Israel’s legal team is due to set out its case on Friday. Robbie Sabel, an international law expert at the Hebrew University in Jerusalem, said he expected Israel to argue that it was acting in self defence following a “murderous attack”, that it was allowing humanitarian aid into Gaza, and had made efforts to minimise civilian casualties, such as ordering civilians to evacuate from certain areas before striking them.
“If you want to kill people, you don’t warn them in advance. All the steps we’ve taken prove that we didn’t want to [kill civilians],” he said.
One of the crucial elements in the case will be the question of intent.
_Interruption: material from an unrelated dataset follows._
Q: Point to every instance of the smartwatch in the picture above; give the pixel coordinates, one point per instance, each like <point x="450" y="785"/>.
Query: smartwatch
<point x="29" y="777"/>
In its submission, South Africa lists numerous statements by senior Israeli officials, saying that “when combined with the level of killing, maiming, displacement and destruction on the ground, together with the siege — [they] evidence an unfolding and continuing genocide”.
Among them was a quote from Netanyahu referring to the biblical story of the total destruction of Amalek by the Israelites; a suggestion by another minister that a nuclear strike on Gaza was an option; and the contention by various officials that there was no distinction between militants and civilians in Gaza.
Amichai Cohen, senior fellow at the Israel Democracy Institute, said this could be a “weak point” for Israel. “If the claim were, Israel is not doing enough in order to suppress incitement to genocide, I think . . . there is some merit to this claim regarding politicians and celebrities. However, the idea that this turns into a policy of Israel that is somehow being implemented on the ground — I think that’s wrong. This is not what is happening.”
South Africa requested a variety of emergency measures, including that Israel “immediately suspend its military operations in and against Gaza”; refrain from “direct and public incitement to commit genocide”; and “take all reasonable measures within their power to prevent genocide”.
It also requested that Israel preserve evidence relating to the case and provide the ICJ with regular reports on how it was applying the court’s orders.
The court has various options: it can order the measures requested by South Africa; apply others; or none at all. Cohen said he thought it “unlikely” the court would go so far as to order Israel to stop its Gaza offensive. But he said it was possible that “there will be some kind of order regarding stopping incitement . . . or more humanitarian provisions”.
The wider implications for Israel, should the court decide the case was plausible enough to justify imposing emergency measures, would depend on how many — and who — of the 17 judges on the panel supported applying them, according to Cohen.
If only a small majority of judges, including those from the likes of Russia and China, did so, it would “not be very damaging”, he said.
“But if there [is] a consensus in the court, including the justices from the US, Australia, France, Japan, Slovakia Brazil, Jamaica . . . then it might be more damaging.”